Suporte à decisão clínica como diferencial às operadoras

*Por Juliana Gomes

Segundo dados da Agência Nacional de Saúde Suplementar, em julho de 2020, o número de operadoras de saúde médico-hospitalares com beneficiários ativos era de 717. Embora esse número tenha apresentado uma ligeira queda em relação a dezembro de 2019 (1,4%), a concorrência não deixa de ser acirrada.

Existem diversos os fatores que influenciam na decisão dos médicos a respeito de qual plano de saúde credenciar-se como o valor pago pela consulta, a reputação do plano, índice de reclamação e o IDSS – Índice de Desempenho da Saúde Suplementar. Para serem mais atrativos, os planos precisam não só preencher esses requisitos, mas também encontrar outras formas de diferenciarem-se da concorrência e conquistar novos membros. E, é aí, que o uso da tecnologia na medicina e do suporte à decisão clínica pode fazer a diferença.

Agregar valor por meio de inovação é uma forma eficiente de atrair os médicos, em especial os mais jovens ou os chamados earlier adopters. Pela proximidade e afinidade que têm com os meios digitais e ferramentas tecnológicas, são eles os principais responsáveis por encabeçar a transformação digital na área da saúde e em enxergar estes recursos como fortes aliados em uma melhor efetividade clínica, na qualidade do atendimento, na diminuição da variabilidade clínica e até na segurança do paciente.

Segundo pesquisa realizada pela Associação Paulista de Medicina, 90% dos médicos acreditam que as novas tecnologias digitais, que possuam alto padrão de segurança e ética, podem ajudar a melhorar a assistência em saúde à população. A constatação é da pesquisa “Conectividade e Saúde Digital na vida do médico brasileiro”, realizada pela entidade em fevereiro de 2020.

Outro ponto importante, que reforça a estreita relação entre medicina e tecnologia é o fato de estarmos falando de profissionais que se desdobram em inúmeras atividades e precisam encontrar formas de otimizar a sua rotina. m estudo recente da Forrester Consulting, para identificar os impactos financeiros da utilização do recurso de apoio à decisão clínica da Wolters Kluwer nos hospitais brasileiros, estima que cada médico economize uma média de 10 minutos ao utilizar o UpToDate.

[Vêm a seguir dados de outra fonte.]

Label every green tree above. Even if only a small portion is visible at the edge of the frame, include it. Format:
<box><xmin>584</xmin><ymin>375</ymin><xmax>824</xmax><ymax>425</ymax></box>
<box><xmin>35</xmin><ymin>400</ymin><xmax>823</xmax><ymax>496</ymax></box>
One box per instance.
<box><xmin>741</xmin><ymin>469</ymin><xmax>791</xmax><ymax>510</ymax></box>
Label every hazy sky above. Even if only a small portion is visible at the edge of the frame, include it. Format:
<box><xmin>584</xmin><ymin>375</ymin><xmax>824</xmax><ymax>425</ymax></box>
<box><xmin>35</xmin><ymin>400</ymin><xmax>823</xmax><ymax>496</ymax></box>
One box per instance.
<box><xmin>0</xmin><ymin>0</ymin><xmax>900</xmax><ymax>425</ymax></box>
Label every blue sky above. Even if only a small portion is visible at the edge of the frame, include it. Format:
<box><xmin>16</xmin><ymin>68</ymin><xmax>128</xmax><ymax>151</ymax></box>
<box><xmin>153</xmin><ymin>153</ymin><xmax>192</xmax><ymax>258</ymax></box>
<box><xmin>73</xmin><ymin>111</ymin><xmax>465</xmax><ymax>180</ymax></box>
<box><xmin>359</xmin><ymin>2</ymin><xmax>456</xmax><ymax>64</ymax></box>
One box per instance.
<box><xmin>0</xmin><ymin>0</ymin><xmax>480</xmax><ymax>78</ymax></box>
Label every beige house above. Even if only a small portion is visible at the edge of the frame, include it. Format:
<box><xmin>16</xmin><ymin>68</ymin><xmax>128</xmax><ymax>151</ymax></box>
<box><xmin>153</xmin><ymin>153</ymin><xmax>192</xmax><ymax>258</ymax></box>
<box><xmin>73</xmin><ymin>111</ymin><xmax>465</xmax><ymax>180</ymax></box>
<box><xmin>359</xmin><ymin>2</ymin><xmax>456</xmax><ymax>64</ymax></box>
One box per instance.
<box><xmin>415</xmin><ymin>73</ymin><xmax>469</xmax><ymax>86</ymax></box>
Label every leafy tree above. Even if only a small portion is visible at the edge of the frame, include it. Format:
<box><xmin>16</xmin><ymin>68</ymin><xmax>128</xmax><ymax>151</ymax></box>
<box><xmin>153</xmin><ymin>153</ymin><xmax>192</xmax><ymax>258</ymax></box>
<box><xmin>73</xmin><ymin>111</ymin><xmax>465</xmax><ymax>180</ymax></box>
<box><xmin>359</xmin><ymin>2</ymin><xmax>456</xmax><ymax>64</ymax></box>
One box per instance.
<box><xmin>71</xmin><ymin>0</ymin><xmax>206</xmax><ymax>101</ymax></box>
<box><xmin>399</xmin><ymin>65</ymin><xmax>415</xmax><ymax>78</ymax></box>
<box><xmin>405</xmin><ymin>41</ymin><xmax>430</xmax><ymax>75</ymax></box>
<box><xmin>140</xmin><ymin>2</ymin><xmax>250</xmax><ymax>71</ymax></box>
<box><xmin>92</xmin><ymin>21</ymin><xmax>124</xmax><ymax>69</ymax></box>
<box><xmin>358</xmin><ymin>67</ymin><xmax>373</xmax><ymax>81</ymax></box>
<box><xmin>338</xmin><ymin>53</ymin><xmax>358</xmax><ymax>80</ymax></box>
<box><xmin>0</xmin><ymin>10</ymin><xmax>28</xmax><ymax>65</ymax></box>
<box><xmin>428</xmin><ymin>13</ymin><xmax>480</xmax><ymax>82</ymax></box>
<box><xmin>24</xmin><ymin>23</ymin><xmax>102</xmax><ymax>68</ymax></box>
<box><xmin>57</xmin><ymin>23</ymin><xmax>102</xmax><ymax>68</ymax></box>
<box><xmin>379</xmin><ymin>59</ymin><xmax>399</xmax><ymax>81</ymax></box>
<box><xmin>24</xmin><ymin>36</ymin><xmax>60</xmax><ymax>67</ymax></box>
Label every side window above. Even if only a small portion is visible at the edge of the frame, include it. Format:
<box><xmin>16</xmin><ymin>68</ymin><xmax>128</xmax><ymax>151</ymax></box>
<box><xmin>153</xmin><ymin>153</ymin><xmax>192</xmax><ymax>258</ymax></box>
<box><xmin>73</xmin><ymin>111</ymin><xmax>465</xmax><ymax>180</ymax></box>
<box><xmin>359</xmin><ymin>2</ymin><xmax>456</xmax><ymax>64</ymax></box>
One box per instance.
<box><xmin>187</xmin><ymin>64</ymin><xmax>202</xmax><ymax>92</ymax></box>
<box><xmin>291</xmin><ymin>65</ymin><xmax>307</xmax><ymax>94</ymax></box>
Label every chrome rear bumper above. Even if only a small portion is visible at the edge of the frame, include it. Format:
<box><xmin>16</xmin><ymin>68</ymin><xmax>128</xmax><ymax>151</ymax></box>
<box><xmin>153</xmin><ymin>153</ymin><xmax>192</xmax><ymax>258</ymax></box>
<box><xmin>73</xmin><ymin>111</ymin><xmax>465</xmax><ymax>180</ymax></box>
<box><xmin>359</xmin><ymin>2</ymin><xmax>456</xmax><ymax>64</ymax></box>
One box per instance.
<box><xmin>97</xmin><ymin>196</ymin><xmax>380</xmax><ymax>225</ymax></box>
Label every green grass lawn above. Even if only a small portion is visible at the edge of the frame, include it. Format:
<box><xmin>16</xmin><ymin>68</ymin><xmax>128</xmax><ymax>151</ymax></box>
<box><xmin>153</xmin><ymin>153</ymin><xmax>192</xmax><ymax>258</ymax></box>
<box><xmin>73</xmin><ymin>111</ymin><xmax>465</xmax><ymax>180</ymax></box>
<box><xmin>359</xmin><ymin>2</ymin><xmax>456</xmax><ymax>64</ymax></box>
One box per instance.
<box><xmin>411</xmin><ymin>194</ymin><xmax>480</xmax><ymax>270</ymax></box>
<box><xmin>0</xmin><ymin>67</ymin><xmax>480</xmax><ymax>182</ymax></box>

Os entrevistados ressaltam que os recursos de apoio à decisão podem reduzir entre uma e quatro horas o tempo gasto pelas equipes médicas para definição dos diagnósticos, identificação dos sintomas, seleção dos medicamentos e conhecer possíveis interações medicamentosas. Essa vantagem foi atribuída à agilidade e facilidade no acesso às informações mais recentes e atualizadas.

Daí a importância de oferecer aos profissionais da saúde ferramentas e conteúdo de qualidade e com agilidade, o que inclui facilitar o acesso à informação e reduzir a quantidade de textos científicos que devem ser lidos para atualização. E isso, de fato, pode ser feito melhorando a experiência de navegação e permitindo que médicos acessem de maneira fácil, sem esforço e sem barreiras, as informações que necessitam. Ou seja, por que não usar os recursos de suporte à decisão clínica como peça para complementar esse quebra cabeça?

É fácil sumarizar e justificar essa solução quando se observam os seguintes pontos: estamos falando de profissionais que já reconhecem o impacto da tecnologia em seu dia a dia; que correm contra o tempo para dar conta de todas as suas tarefas e para salvar vidas; e que ao mesmo tempo prezam pela qualidade do atendimento que prestam.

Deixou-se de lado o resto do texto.